New York mayor, NY attorney general to hold ‘people’s hearing’ on climate rule repeal
New York City’s mayor and the state’s attorney general are planning a hearing of their own on the Trump administration’s plan to repeal former President Obama’s climate change rule for power plants.
Mayor Bill de Blasio and Attorney General Eric Schneiderman, both Democrats, announced their plan Friday for a “people’s hearing,” complaining that the Environmental Protection Agency (EPA) rebuffed their calls for a formal hearing on the matter in New York.
“New Yorkers are on the front lines of climate change, as tragically demonstrated by Hurricanes Sandy and Irene,” Schneiderman said in a statement.
“The country’s reliance on dirty, non-renewable fossil fuels for power generation is a major contributor of climate change pollution and its impacts on the lives and livelihoods of New York’s residents, including more frequent and intense storms, rising sea levels, higher temperatures, and increased air pollution. The Clean Power Plan is a vital tool to slash greenhouse gas emissions from one of the leading causes of climate change pollution, fossil-fuel burning power plants.”

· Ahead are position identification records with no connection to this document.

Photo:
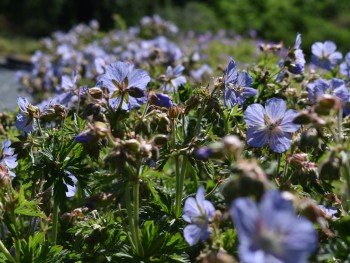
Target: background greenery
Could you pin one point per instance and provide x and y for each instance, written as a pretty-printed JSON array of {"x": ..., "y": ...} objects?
[{"x": 317, "y": 20}]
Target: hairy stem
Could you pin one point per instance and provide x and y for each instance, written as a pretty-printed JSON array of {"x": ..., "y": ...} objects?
[
  {"x": 55, "y": 222},
  {"x": 7, "y": 254}
]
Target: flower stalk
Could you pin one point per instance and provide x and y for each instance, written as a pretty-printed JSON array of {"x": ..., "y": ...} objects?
[
  {"x": 55, "y": 222},
  {"x": 6, "y": 253}
]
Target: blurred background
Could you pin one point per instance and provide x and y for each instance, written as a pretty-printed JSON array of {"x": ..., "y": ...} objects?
[
  {"x": 24, "y": 22},
  {"x": 318, "y": 20}
]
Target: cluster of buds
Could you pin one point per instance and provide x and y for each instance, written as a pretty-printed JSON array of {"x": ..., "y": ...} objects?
[
  {"x": 95, "y": 98},
  {"x": 271, "y": 47},
  {"x": 301, "y": 163},
  {"x": 4, "y": 176},
  {"x": 95, "y": 132},
  {"x": 229, "y": 145},
  {"x": 155, "y": 120},
  {"x": 160, "y": 100},
  {"x": 53, "y": 112},
  {"x": 75, "y": 214},
  {"x": 130, "y": 151},
  {"x": 309, "y": 117}
]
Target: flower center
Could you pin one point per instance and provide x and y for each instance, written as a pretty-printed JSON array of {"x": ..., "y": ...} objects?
[
  {"x": 270, "y": 240},
  {"x": 270, "y": 124},
  {"x": 237, "y": 88}
]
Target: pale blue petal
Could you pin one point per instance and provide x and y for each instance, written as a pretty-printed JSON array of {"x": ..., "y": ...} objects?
[
  {"x": 178, "y": 70},
  {"x": 257, "y": 136},
  {"x": 192, "y": 234},
  {"x": 191, "y": 210},
  {"x": 275, "y": 109},
  {"x": 22, "y": 103},
  {"x": 254, "y": 115},
  {"x": 230, "y": 99},
  {"x": 138, "y": 78},
  {"x": 245, "y": 215},
  {"x": 244, "y": 80},
  {"x": 335, "y": 58},
  {"x": 280, "y": 141},
  {"x": 317, "y": 49},
  {"x": 179, "y": 81},
  {"x": 231, "y": 72},
  {"x": 287, "y": 124},
  {"x": 249, "y": 92},
  {"x": 11, "y": 161},
  {"x": 329, "y": 47}
]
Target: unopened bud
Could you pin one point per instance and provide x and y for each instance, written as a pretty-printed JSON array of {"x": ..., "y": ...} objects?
[
  {"x": 96, "y": 93},
  {"x": 132, "y": 145},
  {"x": 232, "y": 144},
  {"x": 160, "y": 139}
]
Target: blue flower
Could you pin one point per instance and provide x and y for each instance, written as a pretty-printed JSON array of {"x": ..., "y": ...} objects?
[
  {"x": 271, "y": 125},
  {"x": 325, "y": 55},
  {"x": 271, "y": 232},
  {"x": 345, "y": 66},
  {"x": 85, "y": 136},
  {"x": 197, "y": 212},
  {"x": 67, "y": 91},
  {"x": 174, "y": 78},
  {"x": 237, "y": 86},
  {"x": 123, "y": 81},
  {"x": 71, "y": 184},
  {"x": 329, "y": 212},
  {"x": 161, "y": 100},
  {"x": 297, "y": 60},
  {"x": 7, "y": 156},
  {"x": 335, "y": 87},
  {"x": 26, "y": 121},
  {"x": 204, "y": 153}
]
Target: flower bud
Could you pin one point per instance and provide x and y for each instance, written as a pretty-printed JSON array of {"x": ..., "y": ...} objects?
[
  {"x": 173, "y": 112},
  {"x": 326, "y": 103},
  {"x": 161, "y": 100},
  {"x": 160, "y": 139},
  {"x": 4, "y": 176},
  {"x": 96, "y": 93},
  {"x": 132, "y": 145},
  {"x": 232, "y": 144},
  {"x": 135, "y": 92}
]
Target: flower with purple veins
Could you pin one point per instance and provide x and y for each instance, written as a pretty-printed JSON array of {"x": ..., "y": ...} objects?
[
  {"x": 345, "y": 66},
  {"x": 71, "y": 184},
  {"x": 335, "y": 87},
  {"x": 67, "y": 91},
  {"x": 174, "y": 78},
  {"x": 271, "y": 125},
  {"x": 197, "y": 211},
  {"x": 161, "y": 100},
  {"x": 7, "y": 157},
  {"x": 126, "y": 83},
  {"x": 270, "y": 231},
  {"x": 329, "y": 212},
  {"x": 237, "y": 86},
  {"x": 296, "y": 56},
  {"x": 325, "y": 55},
  {"x": 26, "y": 121}
]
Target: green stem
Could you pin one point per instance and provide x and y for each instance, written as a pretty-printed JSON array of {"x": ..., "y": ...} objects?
[
  {"x": 180, "y": 187},
  {"x": 346, "y": 172},
  {"x": 340, "y": 128},
  {"x": 130, "y": 217},
  {"x": 17, "y": 244},
  {"x": 7, "y": 254},
  {"x": 136, "y": 191},
  {"x": 278, "y": 165},
  {"x": 55, "y": 222}
]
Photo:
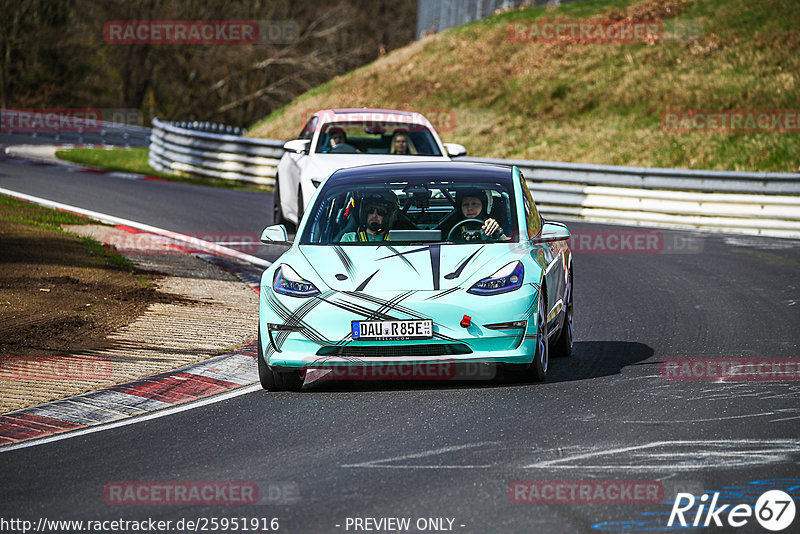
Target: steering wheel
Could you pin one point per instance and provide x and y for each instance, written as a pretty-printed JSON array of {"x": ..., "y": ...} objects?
[{"x": 474, "y": 223}]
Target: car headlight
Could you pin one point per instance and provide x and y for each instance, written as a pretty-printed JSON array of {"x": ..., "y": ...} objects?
[
  {"x": 506, "y": 279},
  {"x": 288, "y": 282}
]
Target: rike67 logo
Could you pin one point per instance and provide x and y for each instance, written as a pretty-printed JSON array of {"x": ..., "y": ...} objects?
[{"x": 774, "y": 510}]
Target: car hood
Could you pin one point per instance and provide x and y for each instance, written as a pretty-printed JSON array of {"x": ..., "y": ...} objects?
[
  {"x": 322, "y": 165},
  {"x": 410, "y": 267}
]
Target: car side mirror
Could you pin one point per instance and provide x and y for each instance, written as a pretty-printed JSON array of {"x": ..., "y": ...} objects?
[
  {"x": 275, "y": 235},
  {"x": 455, "y": 150},
  {"x": 298, "y": 146},
  {"x": 552, "y": 231}
]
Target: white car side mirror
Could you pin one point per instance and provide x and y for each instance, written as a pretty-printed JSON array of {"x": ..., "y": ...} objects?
[
  {"x": 298, "y": 146},
  {"x": 455, "y": 150},
  {"x": 274, "y": 235}
]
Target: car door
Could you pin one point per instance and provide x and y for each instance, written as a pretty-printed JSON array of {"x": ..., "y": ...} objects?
[{"x": 549, "y": 255}]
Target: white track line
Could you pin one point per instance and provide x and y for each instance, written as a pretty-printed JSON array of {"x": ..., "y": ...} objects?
[
  {"x": 134, "y": 419},
  {"x": 111, "y": 219}
]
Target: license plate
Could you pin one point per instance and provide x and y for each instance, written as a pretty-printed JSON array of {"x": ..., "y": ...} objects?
[{"x": 392, "y": 330}]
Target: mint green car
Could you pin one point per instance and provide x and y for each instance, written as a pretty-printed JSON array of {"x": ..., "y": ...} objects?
[{"x": 417, "y": 264}]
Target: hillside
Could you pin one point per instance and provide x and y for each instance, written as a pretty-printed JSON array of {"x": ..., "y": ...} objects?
[{"x": 593, "y": 102}]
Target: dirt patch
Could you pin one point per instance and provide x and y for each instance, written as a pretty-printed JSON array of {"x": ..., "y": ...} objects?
[{"x": 59, "y": 294}]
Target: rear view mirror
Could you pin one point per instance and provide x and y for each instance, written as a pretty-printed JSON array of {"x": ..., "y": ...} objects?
[
  {"x": 275, "y": 235},
  {"x": 552, "y": 231}
]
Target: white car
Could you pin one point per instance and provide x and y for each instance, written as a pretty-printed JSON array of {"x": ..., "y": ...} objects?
[{"x": 338, "y": 138}]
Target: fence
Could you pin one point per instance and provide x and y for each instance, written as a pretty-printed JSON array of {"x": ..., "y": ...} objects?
[
  {"x": 742, "y": 202},
  {"x": 225, "y": 156}
]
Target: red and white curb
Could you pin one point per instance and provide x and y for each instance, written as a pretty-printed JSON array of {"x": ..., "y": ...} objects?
[
  {"x": 215, "y": 379},
  {"x": 191, "y": 383}
]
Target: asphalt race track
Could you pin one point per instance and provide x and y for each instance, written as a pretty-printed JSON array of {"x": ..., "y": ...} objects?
[{"x": 427, "y": 450}]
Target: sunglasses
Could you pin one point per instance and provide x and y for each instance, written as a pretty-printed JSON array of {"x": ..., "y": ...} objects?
[{"x": 376, "y": 209}]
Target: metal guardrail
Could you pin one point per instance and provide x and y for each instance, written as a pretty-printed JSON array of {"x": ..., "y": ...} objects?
[
  {"x": 741, "y": 202},
  {"x": 100, "y": 133},
  {"x": 224, "y": 156}
]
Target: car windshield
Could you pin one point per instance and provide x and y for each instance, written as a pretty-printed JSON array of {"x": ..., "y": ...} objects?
[
  {"x": 409, "y": 211},
  {"x": 376, "y": 138}
]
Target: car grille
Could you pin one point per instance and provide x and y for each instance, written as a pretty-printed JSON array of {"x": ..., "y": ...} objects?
[{"x": 366, "y": 351}]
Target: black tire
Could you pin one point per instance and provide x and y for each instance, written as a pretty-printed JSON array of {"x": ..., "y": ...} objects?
[
  {"x": 277, "y": 212},
  {"x": 536, "y": 370},
  {"x": 541, "y": 360},
  {"x": 272, "y": 380},
  {"x": 562, "y": 348}
]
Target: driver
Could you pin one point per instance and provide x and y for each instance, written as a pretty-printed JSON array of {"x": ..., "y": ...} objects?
[
  {"x": 471, "y": 204},
  {"x": 376, "y": 216}
]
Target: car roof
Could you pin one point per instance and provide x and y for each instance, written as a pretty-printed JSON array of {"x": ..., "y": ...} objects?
[
  {"x": 442, "y": 169},
  {"x": 330, "y": 115}
]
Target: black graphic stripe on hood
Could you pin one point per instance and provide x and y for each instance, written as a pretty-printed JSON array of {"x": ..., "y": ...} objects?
[
  {"x": 363, "y": 284},
  {"x": 345, "y": 259},
  {"x": 368, "y": 314},
  {"x": 457, "y": 272},
  {"x": 436, "y": 258},
  {"x": 388, "y": 304},
  {"x": 295, "y": 318},
  {"x": 401, "y": 256},
  {"x": 443, "y": 293}
]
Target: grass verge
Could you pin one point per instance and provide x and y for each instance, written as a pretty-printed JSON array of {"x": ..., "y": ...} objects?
[{"x": 592, "y": 102}]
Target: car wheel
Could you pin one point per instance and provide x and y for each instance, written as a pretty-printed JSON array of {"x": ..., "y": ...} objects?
[
  {"x": 537, "y": 369},
  {"x": 277, "y": 211},
  {"x": 562, "y": 348},
  {"x": 541, "y": 360},
  {"x": 277, "y": 380}
]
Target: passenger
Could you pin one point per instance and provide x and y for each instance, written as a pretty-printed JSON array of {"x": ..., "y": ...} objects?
[
  {"x": 376, "y": 216},
  {"x": 401, "y": 144}
]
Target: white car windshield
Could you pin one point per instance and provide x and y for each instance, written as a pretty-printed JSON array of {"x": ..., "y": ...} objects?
[
  {"x": 414, "y": 210},
  {"x": 378, "y": 137}
]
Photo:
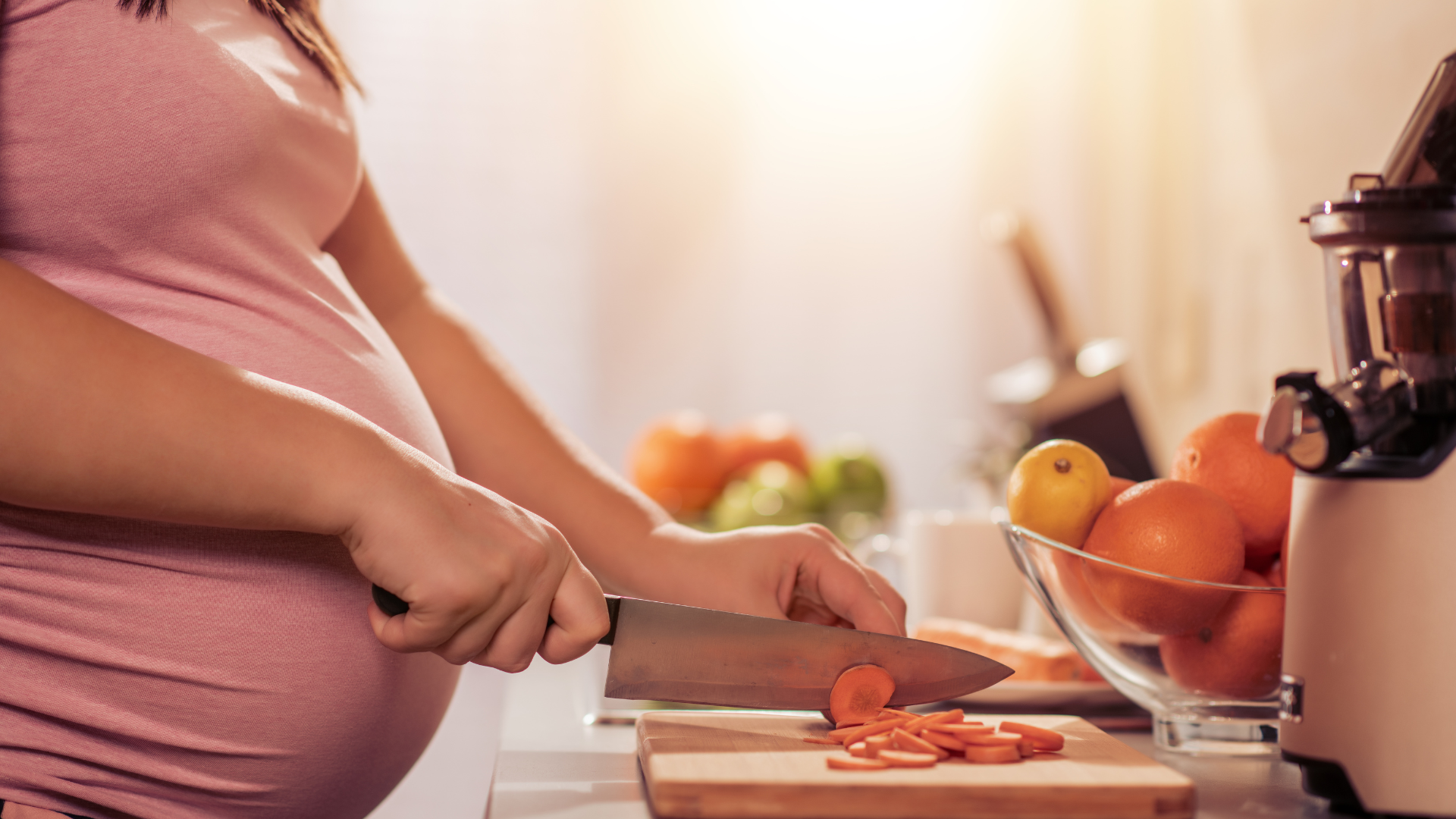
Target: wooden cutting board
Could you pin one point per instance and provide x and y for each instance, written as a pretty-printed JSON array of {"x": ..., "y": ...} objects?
[{"x": 746, "y": 765}]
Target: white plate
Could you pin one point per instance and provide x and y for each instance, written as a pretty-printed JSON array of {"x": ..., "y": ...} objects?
[{"x": 1046, "y": 694}]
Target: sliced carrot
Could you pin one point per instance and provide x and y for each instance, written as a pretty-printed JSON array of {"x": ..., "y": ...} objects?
[
  {"x": 1012, "y": 739},
  {"x": 993, "y": 754},
  {"x": 943, "y": 739},
  {"x": 861, "y": 692},
  {"x": 880, "y": 742},
  {"x": 868, "y": 730},
  {"x": 912, "y": 742},
  {"x": 932, "y": 719},
  {"x": 855, "y": 764},
  {"x": 1046, "y": 739},
  {"x": 908, "y": 760}
]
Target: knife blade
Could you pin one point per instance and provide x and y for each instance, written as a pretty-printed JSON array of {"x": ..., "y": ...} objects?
[{"x": 710, "y": 657}]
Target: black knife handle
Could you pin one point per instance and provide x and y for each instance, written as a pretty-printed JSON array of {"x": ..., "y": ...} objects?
[{"x": 389, "y": 604}]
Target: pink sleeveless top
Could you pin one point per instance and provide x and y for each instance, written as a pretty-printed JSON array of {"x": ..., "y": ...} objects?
[{"x": 181, "y": 175}]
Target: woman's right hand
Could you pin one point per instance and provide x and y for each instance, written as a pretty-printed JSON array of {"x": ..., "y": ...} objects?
[{"x": 479, "y": 573}]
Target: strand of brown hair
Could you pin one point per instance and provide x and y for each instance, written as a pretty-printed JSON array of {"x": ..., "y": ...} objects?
[{"x": 299, "y": 18}]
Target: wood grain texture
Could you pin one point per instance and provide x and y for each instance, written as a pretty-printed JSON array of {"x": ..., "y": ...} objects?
[{"x": 745, "y": 765}]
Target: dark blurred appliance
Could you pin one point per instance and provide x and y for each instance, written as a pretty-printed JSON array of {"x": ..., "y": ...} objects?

De Blasio and Schneiderman have been among the country’s most outspoken opponents of Trump’s environmental agenda. Schneiderman has promised to sue the EPA when it repeals the Clean Power Plan, and has already sued Trump numerous times for regulatory rollbacks.
The EPA was obligated to hold at least one hearing on the Clean Power Plan repeal, which it did in Charleston, W.Va., last month.
The agency is also planning “listening sessions” in the coming months in San Francisco, Kansas City, Mo., and Gillette, Wyo. Additional hearings would require the EPA to extend the public comment period, but listening sessions do not.
The New York City “people’s hearing” is scheduled for Jan. 9 at The New School’s lower Manhattan building.